Williams stated very clearly that Section Three would by itself vacate the relevant offices, without any further congressional action being required. Morton later commented about the statutory amendment,
It simply provides, and that is the whole of it, that the same rule as to eligibility shall be applied to officers inaugurated before the fourteenth article becomes a part of the Constitution, which will exist after it does become a part of the Constitution, which will exist after it does become a part of the Constitution, and the disability in either case is to be removed in the same way by a simple act of Congress.

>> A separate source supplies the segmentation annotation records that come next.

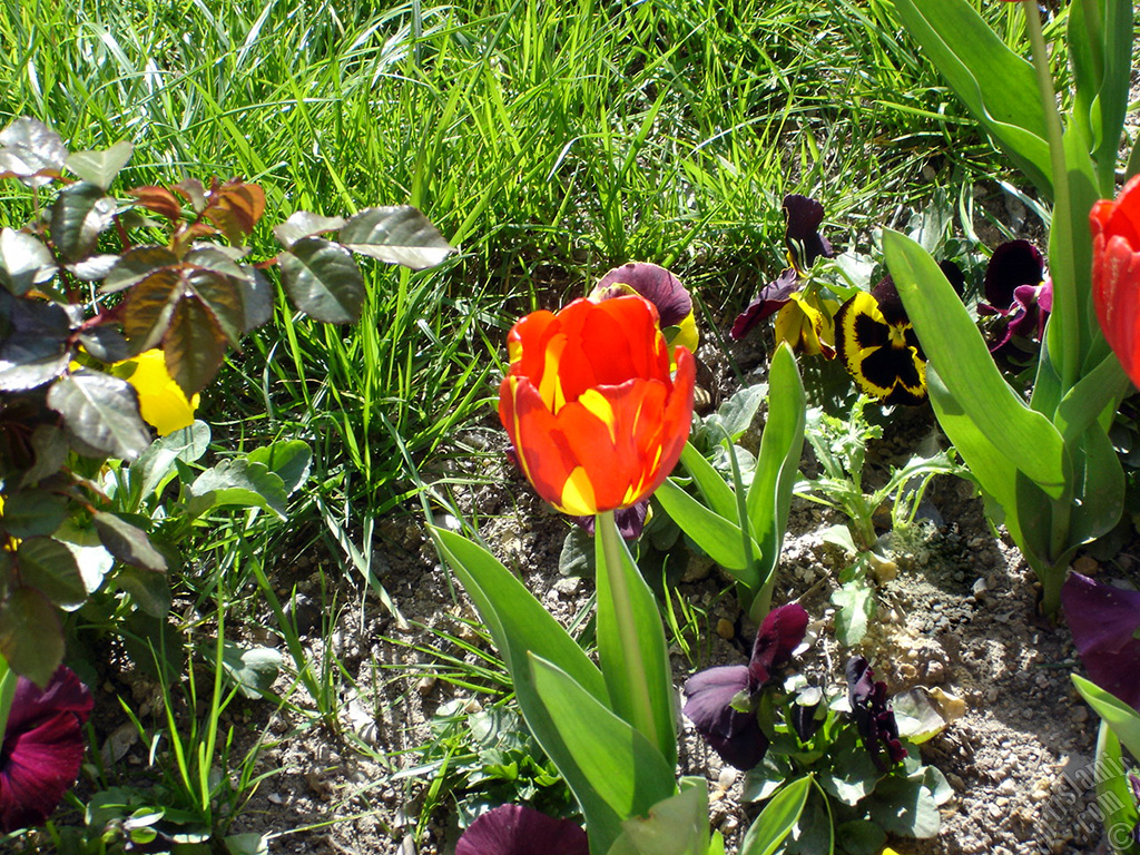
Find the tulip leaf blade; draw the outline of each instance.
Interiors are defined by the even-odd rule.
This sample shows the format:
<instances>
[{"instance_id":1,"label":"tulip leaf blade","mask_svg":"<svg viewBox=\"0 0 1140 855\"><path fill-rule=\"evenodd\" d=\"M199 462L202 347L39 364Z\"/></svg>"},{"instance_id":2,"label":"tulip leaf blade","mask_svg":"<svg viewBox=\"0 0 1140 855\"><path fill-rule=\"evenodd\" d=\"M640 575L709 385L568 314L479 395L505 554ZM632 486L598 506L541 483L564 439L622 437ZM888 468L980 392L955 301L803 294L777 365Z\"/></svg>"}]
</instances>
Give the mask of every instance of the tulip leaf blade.
<instances>
[{"instance_id":1,"label":"tulip leaf blade","mask_svg":"<svg viewBox=\"0 0 1140 855\"><path fill-rule=\"evenodd\" d=\"M1024 472L1051 498L1059 498L1069 483L1060 433L1045 416L1027 407L1002 378L977 326L930 254L914 241L889 229L883 231L882 247L929 360L927 373L933 368L947 393L943 396L943 409L964 416L964 421L952 420L959 433L967 421L972 423L986 443L1008 458L1008 465ZM940 414L939 423L943 423ZM945 423L943 427L946 429ZM946 432L959 446L958 438L948 429ZM967 463L982 480L983 471L969 458ZM990 491L997 497L996 491ZM1010 506L1002 504L1008 512Z\"/></svg>"},{"instance_id":2,"label":"tulip leaf blade","mask_svg":"<svg viewBox=\"0 0 1140 855\"><path fill-rule=\"evenodd\" d=\"M685 777L681 792L659 801L648 816L630 816L606 855L707 855L709 793L703 777Z\"/></svg>"},{"instance_id":3,"label":"tulip leaf blade","mask_svg":"<svg viewBox=\"0 0 1140 855\"><path fill-rule=\"evenodd\" d=\"M736 494L691 441L685 442L685 447L681 451L681 462L692 475L693 483L701 491L709 510L726 520L735 520L738 516Z\"/></svg>"},{"instance_id":4,"label":"tulip leaf blade","mask_svg":"<svg viewBox=\"0 0 1140 855\"><path fill-rule=\"evenodd\" d=\"M591 850L608 853L624 820L644 816L676 793L674 765L556 665L532 652L527 660L529 681L564 751L552 759L581 804Z\"/></svg>"},{"instance_id":5,"label":"tulip leaf blade","mask_svg":"<svg viewBox=\"0 0 1140 855\"><path fill-rule=\"evenodd\" d=\"M755 567L748 564L744 555L744 536L740 526L709 511L681 489L673 479L662 483L653 496L682 531L705 549L712 561L732 573L741 584L756 588L759 579ZM752 549L754 555L760 552L759 545L755 542Z\"/></svg>"},{"instance_id":6,"label":"tulip leaf blade","mask_svg":"<svg viewBox=\"0 0 1140 855\"><path fill-rule=\"evenodd\" d=\"M811 789L812 777L805 775L773 796L744 834L740 855L772 855L799 822Z\"/></svg>"},{"instance_id":7,"label":"tulip leaf blade","mask_svg":"<svg viewBox=\"0 0 1140 855\"><path fill-rule=\"evenodd\" d=\"M1033 66L967 0L896 0L903 26L1017 166L1052 195L1045 114Z\"/></svg>"},{"instance_id":8,"label":"tulip leaf blade","mask_svg":"<svg viewBox=\"0 0 1140 855\"><path fill-rule=\"evenodd\" d=\"M760 434L756 473L748 490L748 520L760 545L759 579L764 585L775 570L783 547L791 494L804 453L807 401L796 356L781 343L768 372L768 418Z\"/></svg>"},{"instance_id":9,"label":"tulip leaf blade","mask_svg":"<svg viewBox=\"0 0 1140 855\"><path fill-rule=\"evenodd\" d=\"M610 707L641 731L673 766L677 762L677 714L661 612L618 534L612 512L597 514L594 561L597 651ZM624 621L632 626L622 626ZM635 649L630 650L630 645Z\"/></svg>"}]
</instances>

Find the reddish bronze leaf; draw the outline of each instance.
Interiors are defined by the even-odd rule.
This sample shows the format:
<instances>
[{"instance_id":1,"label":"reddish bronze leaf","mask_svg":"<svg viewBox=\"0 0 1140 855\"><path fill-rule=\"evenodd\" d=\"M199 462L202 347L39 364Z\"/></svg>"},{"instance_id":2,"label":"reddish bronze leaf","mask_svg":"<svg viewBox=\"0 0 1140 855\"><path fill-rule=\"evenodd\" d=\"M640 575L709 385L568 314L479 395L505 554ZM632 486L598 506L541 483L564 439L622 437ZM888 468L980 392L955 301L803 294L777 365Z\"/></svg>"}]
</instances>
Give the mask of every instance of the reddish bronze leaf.
<instances>
[{"instance_id":1,"label":"reddish bronze leaf","mask_svg":"<svg viewBox=\"0 0 1140 855\"><path fill-rule=\"evenodd\" d=\"M127 193L138 199L142 207L162 214L171 222L178 222L182 218L182 203L165 187L132 187Z\"/></svg>"}]
</instances>

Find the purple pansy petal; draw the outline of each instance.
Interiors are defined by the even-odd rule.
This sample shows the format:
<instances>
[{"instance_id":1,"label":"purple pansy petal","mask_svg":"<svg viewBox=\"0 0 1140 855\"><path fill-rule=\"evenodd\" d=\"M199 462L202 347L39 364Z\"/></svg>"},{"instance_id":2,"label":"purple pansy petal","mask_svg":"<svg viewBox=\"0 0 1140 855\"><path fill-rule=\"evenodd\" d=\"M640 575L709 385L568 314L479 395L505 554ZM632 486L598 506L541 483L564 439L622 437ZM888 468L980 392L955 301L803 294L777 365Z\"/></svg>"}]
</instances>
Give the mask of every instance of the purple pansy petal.
<instances>
[{"instance_id":1,"label":"purple pansy petal","mask_svg":"<svg viewBox=\"0 0 1140 855\"><path fill-rule=\"evenodd\" d=\"M629 507L619 507L613 512L613 522L618 527L618 534L621 535L626 540L633 540L641 537L641 532L645 529L645 519L649 516L649 499L642 499L641 502L635 502L629 505ZM596 518L594 516L570 516L572 522L576 522L586 534L591 537L594 536L594 522Z\"/></svg>"},{"instance_id":2,"label":"purple pansy petal","mask_svg":"<svg viewBox=\"0 0 1140 855\"><path fill-rule=\"evenodd\" d=\"M661 328L677 326L693 310L693 299L681 279L659 264L646 261L630 261L616 267L594 286L592 298L605 300L629 293L626 287L649 300L657 307Z\"/></svg>"},{"instance_id":3,"label":"purple pansy petal","mask_svg":"<svg viewBox=\"0 0 1140 855\"><path fill-rule=\"evenodd\" d=\"M772 671L791 661L807 633L807 611L799 603L773 609L760 624L748 663L749 690L755 692L772 678Z\"/></svg>"},{"instance_id":4,"label":"purple pansy petal","mask_svg":"<svg viewBox=\"0 0 1140 855\"><path fill-rule=\"evenodd\" d=\"M1043 275L1044 259L1036 246L1028 241L1004 243L986 266L986 300L992 306L1011 306L1019 285L1040 285Z\"/></svg>"},{"instance_id":5,"label":"purple pansy petal","mask_svg":"<svg viewBox=\"0 0 1140 855\"><path fill-rule=\"evenodd\" d=\"M1140 592L1069 573L1061 602L1089 678L1140 709Z\"/></svg>"},{"instance_id":6,"label":"purple pansy petal","mask_svg":"<svg viewBox=\"0 0 1140 855\"><path fill-rule=\"evenodd\" d=\"M822 204L814 198L792 194L784 196L783 207L788 218L784 241L795 267L800 271L809 270L817 258L830 259L834 255L828 238L819 231L823 222ZM798 258L800 249L804 258Z\"/></svg>"},{"instance_id":7,"label":"purple pansy petal","mask_svg":"<svg viewBox=\"0 0 1140 855\"><path fill-rule=\"evenodd\" d=\"M63 666L42 691L25 677L17 681L0 749L5 832L43 824L75 783L92 703L87 686Z\"/></svg>"},{"instance_id":8,"label":"purple pansy petal","mask_svg":"<svg viewBox=\"0 0 1140 855\"><path fill-rule=\"evenodd\" d=\"M768 749L755 712L733 709L732 699L748 690L748 668L728 665L694 674L685 683L684 714L709 748L739 769L750 769Z\"/></svg>"},{"instance_id":9,"label":"purple pansy petal","mask_svg":"<svg viewBox=\"0 0 1140 855\"><path fill-rule=\"evenodd\" d=\"M589 855L581 826L526 805L500 805L459 837L455 855Z\"/></svg>"},{"instance_id":10,"label":"purple pansy petal","mask_svg":"<svg viewBox=\"0 0 1140 855\"><path fill-rule=\"evenodd\" d=\"M769 282L757 294L756 299L748 304L736 320L733 321L732 331L728 333L735 341L740 341L748 335L752 327L771 315L775 315L788 304L791 294L799 287L799 274L793 268L787 268L775 282Z\"/></svg>"},{"instance_id":11,"label":"purple pansy petal","mask_svg":"<svg viewBox=\"0 0 1140 855\"><path fill-rule=\"evenodd\" d=\"M874 682L874 670L863 657L847 660L847 700L863 747L871 755L876 768L880 772L887 769L887 764L879 756L880 749L887 749L890 765L906 757L906 749L898 738L895 714L887 706L887 684Z\"/></svg>"}]
</instances>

Otherwise it may happen, as the Senator from Oregon says, that persons may be inaugurated who will become disqualified the moment the fourteenth article becomes a part of the Constitution, and whom Congress, perhaps, may choose never to relieve; but if we now vote to apply the same rule to officers what will be applied by the fourteenth article when it becomes ratified, then we shall have no contention about it, and the act of Congress relieving the particular person will be equally applicable in either case.
In response to complaints from Edmunds and Frelinghuysen that Congress lacked any power over state qualifications during the interregnum, Morton elaborated on the lack of congressional Section-Three-enforcement discretion once the Fourteenth Amendment was ratified:
[T]he character of the State is not put on until all of the conditions have been complied with, the last one of which is the ratification of the fourteenth article of amendment. It is clearly within the control of Congress up to that time, and then when the fourteenth article becomes a part of the Constitution the thing is taken from the control of the State as well as from Congress, as far as the provisions of that article are concerned. It is a part, then, of the supreme law of the land that these parties shall not be qualified.
Accordingly, the discussion preceding the six-state readmission act, rather than suggesting that congressional action was required in order to remove former Confederates from power, proves exactly the opposite. Williams and Morton thought–and no one in Congress seems even to have suggested otherwise–that Section Three was self-executing.